Water rationing in Taiwan's second largest city of Kaohsiung as drought deepens

TAIPEI (AFP) - Taiwan's government said Friday it will expand water rationing to its second largest city next month to battle a worsening drought following record-low rain in nearly 70 years.

The state water company will cut supplies to households and businesses in southern Kaohsiung from May 4 for two days a week - the first time such a measure has been imposed in the city, the economic affairs ministry said.

Water rationing was already launched in some areas of northern Taiwan earlier this month, including Taoyuan and parts of New Taipei city, after the lowest rainfall across the island last autumn and winter since 1947.

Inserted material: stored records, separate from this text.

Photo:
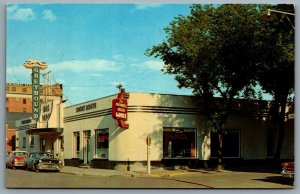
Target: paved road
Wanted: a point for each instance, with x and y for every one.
(228, 179)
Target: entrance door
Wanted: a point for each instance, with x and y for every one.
(42, 144)
(86, 146)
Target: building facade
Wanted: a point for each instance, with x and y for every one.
(177, 130)
(176, 125)
(19, 107)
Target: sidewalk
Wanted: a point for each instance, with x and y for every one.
(156, 172)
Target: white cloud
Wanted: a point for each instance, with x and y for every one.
(49, 15)
(94, 66)
(152, 65)
(146, 6)
(14, 12)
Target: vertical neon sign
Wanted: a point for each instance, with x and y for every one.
(35, 92)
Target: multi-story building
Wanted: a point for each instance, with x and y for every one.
(19, 105)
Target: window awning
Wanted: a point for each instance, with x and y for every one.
(45, 130)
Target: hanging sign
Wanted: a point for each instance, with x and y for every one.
(46, 110)
(36, 66)
(119, 109)
(35, 93)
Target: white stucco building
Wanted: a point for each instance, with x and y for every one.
(176, 125)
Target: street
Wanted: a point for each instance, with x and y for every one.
(27, 179)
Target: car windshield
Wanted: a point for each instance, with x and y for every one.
(20, 154)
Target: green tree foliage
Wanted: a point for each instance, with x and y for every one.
(223, 51)
(213, 52)
(276, 65)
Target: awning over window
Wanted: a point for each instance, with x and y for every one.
(44, 130)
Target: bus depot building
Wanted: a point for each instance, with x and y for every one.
(95, 133)
(176, 127)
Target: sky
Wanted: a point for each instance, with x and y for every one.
(90, 48)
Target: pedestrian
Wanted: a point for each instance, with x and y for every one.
(61, 157)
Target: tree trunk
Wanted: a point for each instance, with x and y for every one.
(220, 165)
(281, 128)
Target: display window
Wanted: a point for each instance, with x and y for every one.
(76, 148)
(231, 143)
(179, 143)
(101, 140)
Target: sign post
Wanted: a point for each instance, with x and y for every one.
(148, 142)
(36, 66)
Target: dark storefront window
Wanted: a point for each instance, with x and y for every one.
(101, 143)
(231, 143)
(179, 143)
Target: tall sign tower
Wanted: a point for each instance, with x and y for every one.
(36, 66)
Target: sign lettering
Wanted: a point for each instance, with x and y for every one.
(35, 92)
(86, 107)
(119, 109)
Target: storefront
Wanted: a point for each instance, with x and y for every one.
(45, 134)
(93, 136)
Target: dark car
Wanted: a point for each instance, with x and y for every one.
(16, 159)
(38, 161)
(288, 169)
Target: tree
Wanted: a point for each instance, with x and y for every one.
(276, 65)
(213, 52)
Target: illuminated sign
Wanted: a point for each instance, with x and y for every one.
(119, 109)
(36, 66)
(86, 107)
(46, 110)
(35, 92)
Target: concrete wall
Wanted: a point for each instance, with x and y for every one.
(148, 114)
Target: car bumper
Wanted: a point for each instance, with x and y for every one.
(18, 164)
(287, 174)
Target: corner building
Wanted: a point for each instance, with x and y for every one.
(177, 129)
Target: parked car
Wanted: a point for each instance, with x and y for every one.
(38, 161)
(16, 159)
(288, 169)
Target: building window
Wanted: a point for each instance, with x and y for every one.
(179, 143)
(231, 143)
(101, 139)
(76, 148)
(24, 142)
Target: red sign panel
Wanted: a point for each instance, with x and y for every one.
(119, 109)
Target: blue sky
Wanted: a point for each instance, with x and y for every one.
(90, 48)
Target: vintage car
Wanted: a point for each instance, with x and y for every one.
(288, 169)
(16, 159)
(38, 161)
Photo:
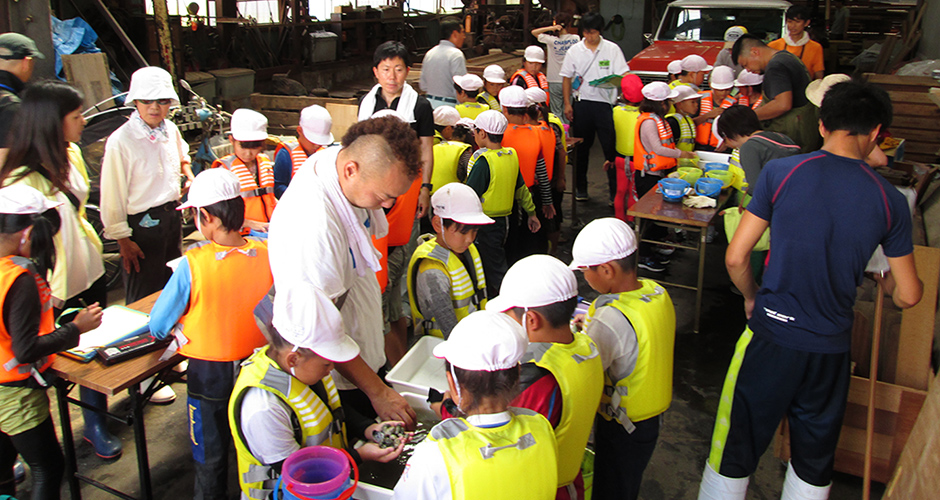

"The water supply situation in Kaohsiung is urgent. The Gaoping River which is its main source of water is running low as there has been little rain for over nine months in the city," said Lai Chien-hsin, a spokesman for the water resources agency.

Kaohsiung city authorities have shut down 12 public swimming pools since late March and reduced water supplies to industrial and some commercial users to fight drought.

Local businesses are now bracing themselves for the new round of rationing.

"We will close off the swimming pool and sauna when water rationing starts next month in addition to taking other measures to conserve water," said Emily Huang, a publicist for the Lees Hotel in Kaohsiung.

"So far we don't have any cancellations but I I am concerned that the drought will affect business."

In northern Taiwan, homes, schools and businesses have been relying on water stored in large tanks on water rationing days and are adopting water-saving measures, including recycling water for gardening.

Despite recent light rains, the government has warned that the dry spell is forecast to "continue for most of May".

The government last imposed water rationing and anti-drought measures in 2001 in parts of Taiwan, including Taipei.

At that time water supplies to car washes, saunas and swimming pools were suspended in the capital while government agencies, schools and hotels were ordered to slash their water consumption by 20 percent.